What do social scientists have to contribute to the continuing debate about the health care crisis? In Health at Risk: America’s Ailing Health System—And How to Heal It, edited by Jacob Hacker, sociologists, economists, political scientists, and legal scholars examine the current crisis and the dimensions of the privatization of risk in American health care.

Written by leading experts but for a general audience, the book brings ideas and methods from the social sciences to illuminate contours of the health care debate frequently left out of the more politically motivated conversation. Thus the essays examine the ideological shifts that have placed more and more risk in the hands of individuals; what segments of the population are most likely to be left uninsured and why; the rise of bankruptcy as a result of spiraling medical costs; and the actual quality of health care in the United States and how it compares to care in other countries.

The concluding essay by Jacob Hacker examines the political, ideological, and institutional barriers to real reform in American health care.

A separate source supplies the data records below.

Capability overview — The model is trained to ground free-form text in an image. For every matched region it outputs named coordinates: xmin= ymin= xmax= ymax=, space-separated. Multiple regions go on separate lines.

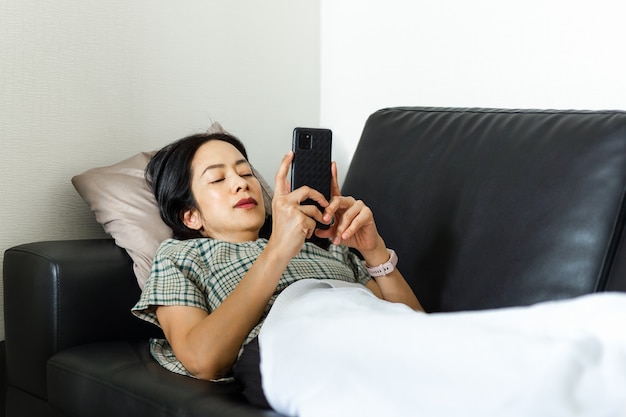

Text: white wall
xmin=321 ymin=0 xmax=626 ymax=181
xmin=0 ymin=0 xmax=320 ymax=339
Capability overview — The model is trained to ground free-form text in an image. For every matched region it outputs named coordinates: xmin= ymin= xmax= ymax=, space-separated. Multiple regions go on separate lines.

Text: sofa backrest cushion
xmin=342 ymin=107 xmax=626 ymax=312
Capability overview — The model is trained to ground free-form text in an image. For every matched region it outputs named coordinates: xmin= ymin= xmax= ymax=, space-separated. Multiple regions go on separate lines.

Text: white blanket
xmin=259 ymin=279 xmax=626 ymax=417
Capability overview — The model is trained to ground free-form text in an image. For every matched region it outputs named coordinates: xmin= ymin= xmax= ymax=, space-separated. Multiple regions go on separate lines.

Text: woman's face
xmin=183 ymin=140 xmax=266 ymax=242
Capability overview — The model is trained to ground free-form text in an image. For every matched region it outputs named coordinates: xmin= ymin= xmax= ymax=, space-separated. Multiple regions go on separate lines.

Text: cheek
xmin=251 ymin=179 xmax=264 ymax=196
xmin=196 ymin=190 xmax=224 ymax=214
xmin=190 ymin=184 xmax=221 ymax=215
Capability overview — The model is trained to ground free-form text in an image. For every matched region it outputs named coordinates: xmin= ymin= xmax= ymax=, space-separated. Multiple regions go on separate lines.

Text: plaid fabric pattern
xmin=132 ymin=238 xmax=371 ymax=378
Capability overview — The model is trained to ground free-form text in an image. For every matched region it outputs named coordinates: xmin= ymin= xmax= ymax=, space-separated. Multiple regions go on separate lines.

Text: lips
xmin=234 ymin=197 xmax=257 ymax=209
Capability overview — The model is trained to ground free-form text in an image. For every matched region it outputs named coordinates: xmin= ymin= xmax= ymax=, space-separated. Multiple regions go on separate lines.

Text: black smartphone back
xmin=291 ymin=127 xmax=332 ymax=228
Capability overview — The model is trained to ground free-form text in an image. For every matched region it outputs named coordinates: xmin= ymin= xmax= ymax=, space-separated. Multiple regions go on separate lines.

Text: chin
xmin=241 ymin=218 xmax=266 ymax=235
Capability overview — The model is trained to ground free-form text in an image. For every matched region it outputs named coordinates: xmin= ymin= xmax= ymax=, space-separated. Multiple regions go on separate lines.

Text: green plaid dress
xmin=132 ymin=238 xmax=371 ymax=378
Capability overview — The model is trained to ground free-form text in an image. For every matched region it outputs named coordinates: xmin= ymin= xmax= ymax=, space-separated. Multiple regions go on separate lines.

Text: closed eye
xmin=208 ymin=173 xmax=251 ymax=184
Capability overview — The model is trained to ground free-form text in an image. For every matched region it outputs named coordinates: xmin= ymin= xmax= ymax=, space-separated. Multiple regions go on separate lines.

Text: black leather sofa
xmin=4 ymin=107 xmax=626 ymax=417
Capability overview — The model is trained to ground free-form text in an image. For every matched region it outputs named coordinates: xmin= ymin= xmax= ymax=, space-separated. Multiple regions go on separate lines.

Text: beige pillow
xmin=72 ymin=126 xmax=273 ymax=289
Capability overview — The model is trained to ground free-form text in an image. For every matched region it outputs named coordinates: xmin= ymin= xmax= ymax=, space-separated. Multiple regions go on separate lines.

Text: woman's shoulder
xmin=156 ymin=237 xmax=266 ymax=259
xmin=150 ymin=238 xmax=220 ymax=282
xmin=155 ymin=237 xmax=216 ymax=259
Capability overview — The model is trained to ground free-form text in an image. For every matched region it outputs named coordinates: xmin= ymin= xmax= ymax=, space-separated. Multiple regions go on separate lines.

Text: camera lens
xmin=298 ymin=133 xmax=312 ymax=150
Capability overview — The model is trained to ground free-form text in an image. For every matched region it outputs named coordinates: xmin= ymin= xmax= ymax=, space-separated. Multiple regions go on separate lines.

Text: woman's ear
xmin=182 ymin=208 xmax=203 ymax=231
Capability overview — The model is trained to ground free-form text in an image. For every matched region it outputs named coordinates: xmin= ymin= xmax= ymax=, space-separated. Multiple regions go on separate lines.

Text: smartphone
xmin=291 ymin=127 xmax=333 ymax=229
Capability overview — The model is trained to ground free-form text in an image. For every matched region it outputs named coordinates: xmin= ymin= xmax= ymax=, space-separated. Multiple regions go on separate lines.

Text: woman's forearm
xmin=368 ymin=270 xmax=424 ymax=312
xmin=157 ymin=245 xmax=291 ymax=380
xmin=361 ymin=241 xmax=424 ymax=312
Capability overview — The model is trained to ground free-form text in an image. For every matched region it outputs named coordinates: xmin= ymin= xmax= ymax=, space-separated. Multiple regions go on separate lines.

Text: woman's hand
xmin=315 ymin=162 xmax=385 ymax=255
xmin=269 ymin=151 xmax=330 ymax=259
xmin=314 ymin=162 xmax=423 ymax=311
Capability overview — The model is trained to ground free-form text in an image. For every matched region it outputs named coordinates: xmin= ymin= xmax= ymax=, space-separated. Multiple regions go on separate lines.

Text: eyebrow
xmin=200 ymin=159 xmax=250 ymax=177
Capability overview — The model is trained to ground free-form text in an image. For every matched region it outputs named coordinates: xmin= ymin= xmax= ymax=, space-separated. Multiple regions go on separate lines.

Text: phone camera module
xmin=298 ymin=133 xmax=313 ymax=150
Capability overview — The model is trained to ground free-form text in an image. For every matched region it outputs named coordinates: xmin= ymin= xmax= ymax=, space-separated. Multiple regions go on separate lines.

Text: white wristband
xmin=365 ymin=249 xmax=398 ymax=277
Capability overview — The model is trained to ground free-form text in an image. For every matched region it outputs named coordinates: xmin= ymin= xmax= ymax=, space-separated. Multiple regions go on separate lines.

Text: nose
xmin=233 ymin=175 xmax=250 ymax=193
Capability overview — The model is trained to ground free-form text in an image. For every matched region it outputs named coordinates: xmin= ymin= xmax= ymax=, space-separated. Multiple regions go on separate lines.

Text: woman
xmin=132 ymin=131 xmax=422 ymax=383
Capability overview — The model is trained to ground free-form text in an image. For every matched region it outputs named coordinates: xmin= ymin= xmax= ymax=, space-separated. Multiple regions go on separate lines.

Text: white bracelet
xmin=365 ymin=249 xmax=398 ymax=277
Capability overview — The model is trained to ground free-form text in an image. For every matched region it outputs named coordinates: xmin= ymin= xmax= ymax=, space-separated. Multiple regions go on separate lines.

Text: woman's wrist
xmin=365 ymin=249 xmax=398 ymax=277
xmin=261 ymin=239 xmax=295 ymax=272
xmin=360 ymin=238 xmax=389 ymax=266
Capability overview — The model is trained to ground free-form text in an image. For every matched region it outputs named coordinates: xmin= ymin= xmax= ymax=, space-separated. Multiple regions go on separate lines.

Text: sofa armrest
xmin=3 ymin=239 xmax=160 ymax=401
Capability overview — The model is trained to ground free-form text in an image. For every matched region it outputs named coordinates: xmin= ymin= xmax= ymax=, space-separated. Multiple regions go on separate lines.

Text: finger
xmin=273 ymin=151 xmax=294 ymax=196
xmin=330 ymin=161 xmax=341 ymax=197
xmin=314 ymin=223 xmax=335 ymax=239
xmin=295 ymin=213 xmax=317 ymax=240
xmin=322 ymin=195 xmax=353 ymax=224
xmin=299 ymin=203 xmax=326 ymax=224
xmin=290 ymin=185 xmax=330 ymax=209
xmin=334 ymin=200 xmax=369 ymax=240
xmin=318 ymin=163 xmax=342 ymax=224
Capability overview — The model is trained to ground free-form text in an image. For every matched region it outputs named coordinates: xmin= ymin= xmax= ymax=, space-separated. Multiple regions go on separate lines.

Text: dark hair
xmin=146 ymin=132 xmax=249 ymax=240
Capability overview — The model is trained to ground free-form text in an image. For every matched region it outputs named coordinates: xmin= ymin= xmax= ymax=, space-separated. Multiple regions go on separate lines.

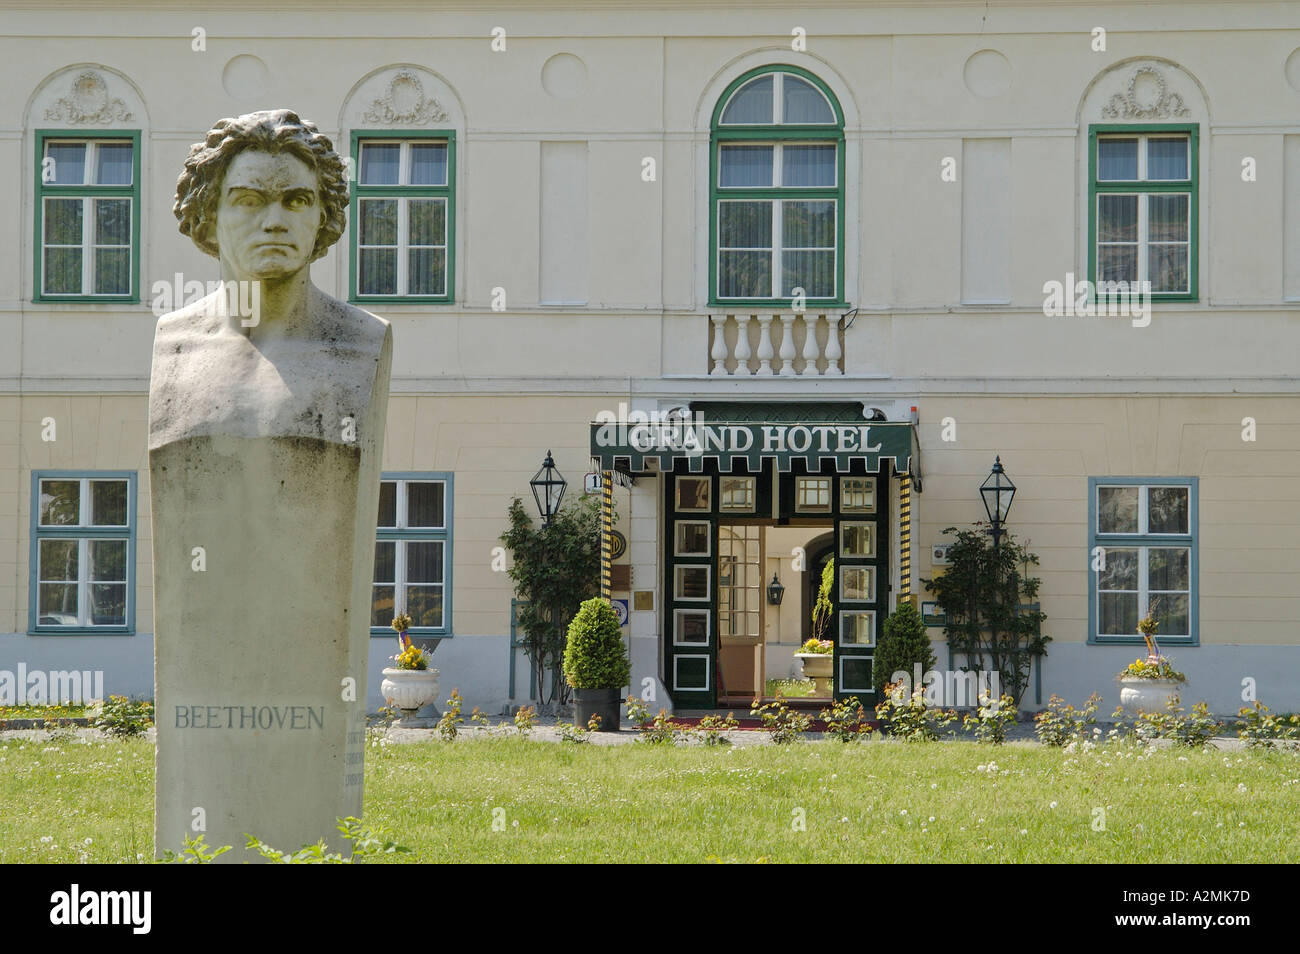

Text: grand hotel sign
xmin=590 ymin=417 xmax=916 ymax=474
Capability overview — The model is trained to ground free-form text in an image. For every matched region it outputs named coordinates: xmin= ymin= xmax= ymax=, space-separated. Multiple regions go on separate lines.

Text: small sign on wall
xmin=921 ymin=601 xmax=946 ymax=626
xmin=633 ymin=590 xmax=654 ymax=611
xmin=612 ymin=599 xmax=630 ymax=627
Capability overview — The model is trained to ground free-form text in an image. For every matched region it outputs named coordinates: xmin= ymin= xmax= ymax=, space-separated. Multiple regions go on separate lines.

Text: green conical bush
xmin=873 ymin=601 xmax=936 ymax=698
xmin=563 ymin=598 xmax=631 ymax=690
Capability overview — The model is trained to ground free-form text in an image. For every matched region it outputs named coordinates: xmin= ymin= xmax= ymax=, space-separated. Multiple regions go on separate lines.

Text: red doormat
xmin=663 ymin=716 xmax=881 ymax=733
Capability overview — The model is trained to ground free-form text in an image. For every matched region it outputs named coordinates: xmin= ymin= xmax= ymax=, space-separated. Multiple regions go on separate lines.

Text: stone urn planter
xmin=794 ymin=652 xmax=834 ymax=696
xmin=1118 ymin=677 xmax=1183 ymax=715
xmin=380 ymin=667 xmax=440 ymax=727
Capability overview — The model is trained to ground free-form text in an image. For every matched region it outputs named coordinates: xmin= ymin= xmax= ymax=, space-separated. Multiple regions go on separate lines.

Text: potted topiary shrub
xmin=563 ymin=598 xmax=631 ymax=731
xmin=872 ymin=600 xmax=937 ymax=700
xmin=1117 ymin=611 xmax=1186 ymax=714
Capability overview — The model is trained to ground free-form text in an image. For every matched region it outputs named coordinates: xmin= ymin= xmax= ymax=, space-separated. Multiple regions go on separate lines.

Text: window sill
xmin=28 ymin=628 xmax=135 ymax=636
xmin=370 ymin=630 xmax=452 ymax=639
xmin=31 ymin=297 xmax=140 ymax=306
xmin=708 ymin=301 xmax=849 ymax=311
xmin=351 ymin=297 xmax=453 ymax=306
xmin=1089 ymin=636 xmax=1198 ymax=647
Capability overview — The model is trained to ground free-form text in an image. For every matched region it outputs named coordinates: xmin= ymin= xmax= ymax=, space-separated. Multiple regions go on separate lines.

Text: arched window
xmin=710 ymin=66 xmax=844 ymax=306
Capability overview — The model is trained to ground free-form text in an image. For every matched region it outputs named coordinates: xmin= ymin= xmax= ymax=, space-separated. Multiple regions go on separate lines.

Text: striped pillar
xmin=600 ymin=470 xmax=614 ymax=601
xmin=899 ymin=473 xmax=912 ymax=598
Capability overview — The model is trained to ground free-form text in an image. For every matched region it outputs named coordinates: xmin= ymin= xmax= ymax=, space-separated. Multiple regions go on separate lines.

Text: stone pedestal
xmin=150 ymin=294 xmax=391 ymax=860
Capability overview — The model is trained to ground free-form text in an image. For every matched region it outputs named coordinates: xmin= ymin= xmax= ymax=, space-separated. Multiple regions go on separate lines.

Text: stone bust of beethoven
xmin=148 ymin=111 xmax=392 ymax=857
xmin=149 ymin=109 xmax=391 ymax=449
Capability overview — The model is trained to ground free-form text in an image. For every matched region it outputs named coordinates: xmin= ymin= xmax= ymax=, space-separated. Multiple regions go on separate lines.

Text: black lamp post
xmin=530 ymin=450 xmax=567 ymax=526
xmin=766 ymin=573 xmax=785 ymax=606
xmin=980 ymin=456 xmax=1017 ymax=547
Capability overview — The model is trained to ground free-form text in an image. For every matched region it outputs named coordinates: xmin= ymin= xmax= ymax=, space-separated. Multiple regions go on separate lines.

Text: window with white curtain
xmin=711 ymin=69 xmax=844 ymax=305
xmin=351 ymin=134 xmax=454 ymax=302
xmin=36 ymin=135 xmax=138 ymax=300
xmin=1091 ymin=127 xmax=1196 ymax=298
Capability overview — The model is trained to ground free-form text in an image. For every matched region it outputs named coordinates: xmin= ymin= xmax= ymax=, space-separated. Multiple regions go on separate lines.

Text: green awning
xmin=590 ymin=419 xmax=915 ymax=475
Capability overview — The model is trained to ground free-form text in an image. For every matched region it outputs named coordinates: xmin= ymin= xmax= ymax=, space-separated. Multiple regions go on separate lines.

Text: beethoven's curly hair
xmin=173 ymin=109 xmax=348 ymax=262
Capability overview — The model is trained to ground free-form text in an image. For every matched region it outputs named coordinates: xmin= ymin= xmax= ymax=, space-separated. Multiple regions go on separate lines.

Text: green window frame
xmin=709 ymin=65 xmax=846 ymax=309
xmin=33 ymin=130 xmax=141 ymax=303
xmin=349 ymin=130 xmax=456 ymax=304
xmin=1087 ymin=477 xmax=1198 ymax=646
xmin=29 ymin=471 xmax=137 ymax=634
xmin=1088 ymin=123 xmax=1198 ymax=302
xmin=371 ymin=473 xmax=453 ymax=637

In the introduction Hacker writes,

“It turns out that the main barrier to reform today is the failure of reform in the past, which has left the United States with a patchwork quilt of public and private coverage that divides the public and political elites and makes many Americans worried about the effect of change on their pieces of the quilt. In recent years, however, fundamental political and economic trends have collided to make large-scale reform a real possibility. The unanswered question is whether those favoring reform can learn from the ‘lessons of the past’ and build a political and policy strategy that surmounts the barriers to reform that still loom large, without giving up on the basic aim of universal health security.”